Employees of biotechnology giant ‘Lumon’ undergo the procedure by having a device implanted in their brains that severs their lives into two halves: one half of their lives is devoted exclusively to their boring cubicle job (‘innies’), the other exclusively lives a life of freedom and leisure (‘outies’). Not only does this mindwipe appeal to employees, it’s also of benefit to Lumon to keep outie employees from ever knowing about the highly sensitive work their innies do: the threat of corporate espionage is effectively eliminated. A life of both emotional and corporate convenience seems like a win-win, but as we know, the problems that technology proports to fix often creates 10x more problems than it ever solves. 

In the case of severance, it’s not that the technology doesn’t work it’s that it creates unintended consequences. For example, while work and home memories remain completely separate and don’t bleed into each other, the innies (work selves) develop distinct personalities with separate agendas from their outies (home selves). The main character, Mark S. (Adam Scott), seems to be an ideal employee who has accepted the severance procedure and lifestyle fairly easily. All that changes however, when two incidents (spoilers ahead) happen on the same day that change Mark S. forever: one, his best friend Petey (Yul Vazquez) at Lumon suddenly disappears; and two, a new employee Helly R. (Britt Lower) is assigned to their unit whose only motivation in life (it appears) is to escape their Kafkaesque prison. The plot thickens when we eventually discover that Helly R. is the granddaughter of Lumon founder, Kier Egan, and her outie is the face and spokesperson of the severance procedure for Lumon (which they want to start performing on children). The real enemy of Helly R. then, is herself (literally). Ultimately, “Severance” becomes a battle between innies and outies, as innies try to warn their outie selves about the evils of severance while it appears that their outie selves have little to no interest in changing their circumstances. Can you imagine enslaving yourself, only to believe that you’re not a slave? That’s the provocative question “Severance” poses to the audience. Frankly, I wouldn’t be surprised with the emergence of computer/brain interface technologies currently being developed, if a device like severance wasn’t already in the works. A chilling thought. 
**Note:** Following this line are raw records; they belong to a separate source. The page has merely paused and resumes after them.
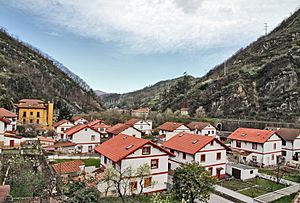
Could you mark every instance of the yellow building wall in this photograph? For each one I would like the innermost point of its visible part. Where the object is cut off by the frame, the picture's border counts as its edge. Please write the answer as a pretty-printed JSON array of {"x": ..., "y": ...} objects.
[{"x": 45, "y": 118}]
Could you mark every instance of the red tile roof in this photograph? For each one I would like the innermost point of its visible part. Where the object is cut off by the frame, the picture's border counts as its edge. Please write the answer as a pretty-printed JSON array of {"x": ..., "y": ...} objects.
[
  {"x": 251, "y": 135},
  {"x": 288, "y": 133},
  {"x": 132, "y": 121},
  {"x": 68, "y": 167},
  {"x": 78, "y": 128},
  {"x": 6, "y": 113},
  {"x": 75, "y": 118},
  {"x": 95, "y": 122},
  {"x": 4, "y": 192},
  {"x": 197, "y": 125},
  {"x": 118, "y": 128},
  {"x": 189, "y": 143},
  {"x": 116, "y": 148},
  {"x": 60, "y": 123},
  {"x": 62, "y": 144},
  {"x": 31, "y": 103},
  {"x": 170, "y": 126},
  {"x": 6, "y": 121}
]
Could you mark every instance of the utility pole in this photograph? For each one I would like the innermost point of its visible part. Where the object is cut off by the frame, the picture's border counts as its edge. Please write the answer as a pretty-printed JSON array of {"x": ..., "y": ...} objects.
[{"x": 266, "y": 28}]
Director Ben Stiller, who has probably never worked an office job one day of his entire life, absolutely nails that oddly benign but silently threatening work environment of corporate life in America (and elsewhere): the beige smiles, the uncomfortable closeness of strangers, and the constant feeling of surveillance. Stiller effectively conveys the panoptic prison-like atmosphere through the clock-work routines, the endless identical bad-dream hallways, and the bizarre carefully monitored reward system of finger traps and waffle-parties (don’t ask, it’s really weird yet makes total sense). If you’ve ever worked in soul-sucking corporate cubicle land, let me warn you, I had more than a few flashbacks to my younger days in office prisons watching “Severance”. But it’s not just the set-design, or the script, or the cinematography, or the excellence of the acting that makes “Severance” so good, it’s how all the elements come together seamlessly to create a perfect horror series that looks about as scary as a coffee mug. Truly outstanding work, I highly recommend you watch it!